Depuis près d’une décennie, la France semble flotter dans une zone de turbulence politique, économique et symbolique. À mesure que se délite la confiance collective, la République paraît orpheline d’un récit commun capable de fédérer ses citoyens autour d’une vision partagée. Le procès des militants martiniquais jugés pour avoir déboulonné les statues de Victor Schœlcher et de Joséphine de Beauharnais agit comme un miroir de cette crise mémorielle : il révèle la profondeur du vide identitaire dans lequel la France contemporaine s’enfonce.
Un pays en quête de sens : l’effacement du récit national
Depuis l’élection d’Emmanuel Macron, la France traverse une crise de sens profonde. Loin du « nouveau monde » promis, les deux quinquennats ont vu se creuser les fractures sociales, territoriales et culturelles.
Fractures sociales et délitement symbolique
Les résultats récents de l’enquête Fractures françaises confirment ce malaise : neuf Français sur dix estiment que le pays est en déclin.

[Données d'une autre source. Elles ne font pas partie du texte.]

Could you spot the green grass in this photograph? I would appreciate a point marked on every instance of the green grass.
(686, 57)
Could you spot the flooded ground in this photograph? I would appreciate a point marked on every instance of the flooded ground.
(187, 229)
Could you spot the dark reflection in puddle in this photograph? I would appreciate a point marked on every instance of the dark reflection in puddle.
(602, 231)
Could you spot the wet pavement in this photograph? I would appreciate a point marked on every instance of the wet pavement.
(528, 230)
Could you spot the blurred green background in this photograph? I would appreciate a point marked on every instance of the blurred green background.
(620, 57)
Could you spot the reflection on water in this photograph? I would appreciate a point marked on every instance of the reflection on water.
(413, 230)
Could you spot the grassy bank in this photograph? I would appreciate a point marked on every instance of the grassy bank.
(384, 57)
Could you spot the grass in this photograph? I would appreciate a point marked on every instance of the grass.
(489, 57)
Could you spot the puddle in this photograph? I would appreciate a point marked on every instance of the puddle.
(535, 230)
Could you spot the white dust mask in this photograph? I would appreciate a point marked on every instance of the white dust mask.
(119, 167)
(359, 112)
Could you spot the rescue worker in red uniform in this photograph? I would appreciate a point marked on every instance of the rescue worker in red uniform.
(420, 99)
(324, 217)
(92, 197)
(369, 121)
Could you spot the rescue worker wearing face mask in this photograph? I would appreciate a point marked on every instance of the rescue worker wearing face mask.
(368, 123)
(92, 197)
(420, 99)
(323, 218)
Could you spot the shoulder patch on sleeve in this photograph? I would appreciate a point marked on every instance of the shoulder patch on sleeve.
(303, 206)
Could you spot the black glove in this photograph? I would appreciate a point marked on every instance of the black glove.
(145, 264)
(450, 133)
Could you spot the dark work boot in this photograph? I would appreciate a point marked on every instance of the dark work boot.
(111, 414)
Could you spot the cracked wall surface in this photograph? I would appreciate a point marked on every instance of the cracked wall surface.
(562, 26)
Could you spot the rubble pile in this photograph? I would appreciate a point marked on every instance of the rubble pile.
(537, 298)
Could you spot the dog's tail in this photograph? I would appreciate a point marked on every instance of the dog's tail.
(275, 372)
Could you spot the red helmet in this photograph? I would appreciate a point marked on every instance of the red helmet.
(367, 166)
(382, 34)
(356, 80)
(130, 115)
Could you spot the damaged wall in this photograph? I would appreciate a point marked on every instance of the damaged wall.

Dans les territoires ultramarins, la crise du sens prend une intensité particulière. La distance géographique s’ajoute à une distance symbolique.
Le procès des statues : un symptôme de la fracture mémorielle
Ce procès s’inscrit dans une dynamique mondiale née après la mort de George Floyd, lorsque des statues d’esclavagistes furent renversées à Bristol, Anvers ou Richmond.
L’universalisme républicain, longtemps ciment de la nation, semble aujourd’hui incapable d’embrasser la pluralité des mémoires françaises.
Le récit macronien : du mythe républicain à la narration de la performance
Emmanuel Macron n’a pas seulement laissé s’éteindre le récit national : il l’a remplacé. À la continuité historique, il a substitué la performance économique.
La stratégie du chaos : faire naître le changement par la crise
Selon plusieurs analystes, cette dissolution symbolique du récit national relèverait d’une méthode : une stratégie de tension permanente.
Le vide symbolique : quand la modernisation remplace la mémoire
La modernisation technocratique s’est substituée à la mémoire collective. En dissolvant le récit national dans la logique économique, le pouvoir a créé un vide symbolique.
L’Outre-mer en première ligne du désenchantement
Pour la Martinique, la Guadeloupe ou la Guyane, l’absence d’un récit national partagé équivaut à une double peine : celle de l’oubli et de la périphérie.
Pour un nouveau récit commun : mémoire, justice et réconciliation
Le défi n’est pas de restaurer un mythe ancien, mais d’inventer un récit nouveau : lucide, inclusif, européen et caribéen à la fois.